Creatine is also used for remediation of muscular dystrophies and arthritis. Some people apply creatine to the skin to reduce signs of aging.

According to the U.S. National Library of Medicine, a creatine dosage of 25 grams per day for 14 days is likely safe. Smaller daily doses of 4 to 5 grams are also likely safe when taken for up to 18 months.

Possible Creatine Benefits

The Mayo Clinic reports that the body of research on creatine use for exercise shows mixed results. It might help athletes who need short bursts of energy, like weightlifters and sprinters.

In a February 2018 review article published in Sports Health, researchers reviewed investigations of creatine for athletics. Because of inconsistent findings, they concluded that its efficacy in sports performance is unknown.

Read more: The Only Muscle-Building Supplements Actually Worth Spending Money On

Due to a lack of evidence that shows creatine as beneficial for congestive heart failure, the Mayo Clinic doesn't recommend it for this use. In rare cases of creatine metabolizing syndrome in children, supplements might improve some symptoms.

Preliminary research suggests topical application of creatine may help some skin conditions, the Mayo Clinic explains. Since studies on this use are so limited, it's too early to draw conclusions about its efficacy, according to the U.S. National Library of Medicine.

Adverse Creatine Effects

When taken at the recommended dosage for up to five years, creatine is generally considered safe, as per the Mayo Clinic. High doses could damage the kidneys, liver or heart. Anyone with a history of kidney disease shouldn't take this supplement. It may also worsen mania in people with bipolar disease.

Creatine causes muscles to retain more water, so taking supplements can result in weight gain due to increased water retention, notes the American Academy of Orthopaedic Surgeons. Other adverse effects of long-term use include nausea, diarrhea, muscle cramps, seizures and dehydration.

An irregular heartbeat is listed among the possible dangers and concerns associated with creatine, but more information is needed to verify it, states the U.S. National Library of Medicine.

Read more: Side Effects of Kre-Alkyline Creatine

Because doctors don't know the long-term health risks of creatine, especially for growing children, the supplements aren't recommended for anyone under 18 years of age, cautions the American Academy of Orthopaedic Surgeons.
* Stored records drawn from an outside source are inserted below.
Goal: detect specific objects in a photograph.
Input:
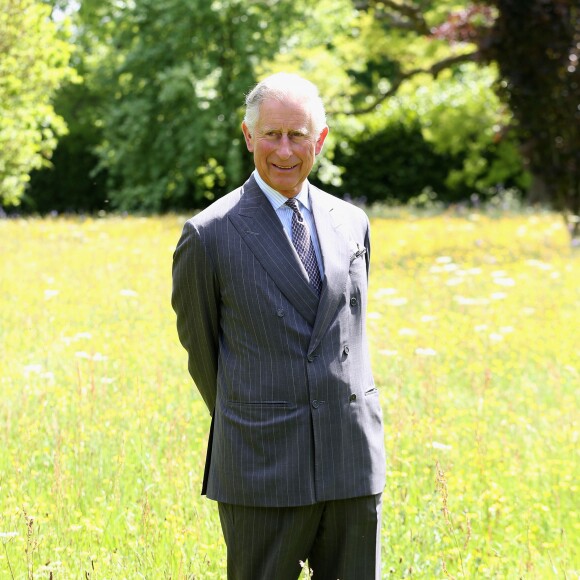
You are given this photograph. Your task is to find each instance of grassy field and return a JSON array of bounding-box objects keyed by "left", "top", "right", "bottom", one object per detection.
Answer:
[{"left": 0, "top": 214, "right": 580, "bottom": 580}]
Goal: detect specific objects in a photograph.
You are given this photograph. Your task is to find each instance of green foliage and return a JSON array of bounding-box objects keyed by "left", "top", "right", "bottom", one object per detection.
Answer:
[
  {"left": 88, "top": 0, "right": 302, "bottom": 210},
  {"left": 480, "top": 0, "right": 580, "bottom": 235},
  {"left": 334, "top": 123, "right": 451, "bottom": 204},
  {"left": 0, "top": 212, "right": 580, "bottom": 580},
  {"left": 0, "top": 0, "right": 73, "bottom": 205}
]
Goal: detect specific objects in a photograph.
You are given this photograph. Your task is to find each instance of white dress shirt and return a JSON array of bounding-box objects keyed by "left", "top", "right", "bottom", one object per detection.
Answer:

Women who are pregnant or nursing also shouldn't take creatine. Regardless of your age and health, always consult your doctor before starting the supplements.

Precautions When Taking Creatine

Since creatine causes the muscles to draw water from other parts of the body, drink more fluids when taking the supplement, advises the U.S. National Library of Medicine. In addition, don't exercise in the heat, because it can result in dehydration.

Taking creatine and caffeinated beverages, such as coffee, tea and soda, together may cause a stroke or worsening of Parkinson's disease. Don't take the supplement with ephedra, because it can result in a stroke or other serious consequences, says Michigan Medicine.

If you have signs of an allergy, such as hives, swelling or difficulty breathing, go to an emergency room, notes Michigan Medicine. Should you experience fluttering in your chest, a pounding heartbeat or trouble breathing, stop taking creatine and call your doctor.

Some medications, such as certain antibiotics like cyclosprine and gentamicin, can harm the kidneys. Non-steroidal anti-inflammatory drugs like ibuprofen and indomethacin can also harm the kidneys. The U.S. National Library of Medicine warns that taking creatine with these drugs increases the likelihood of kidney damage.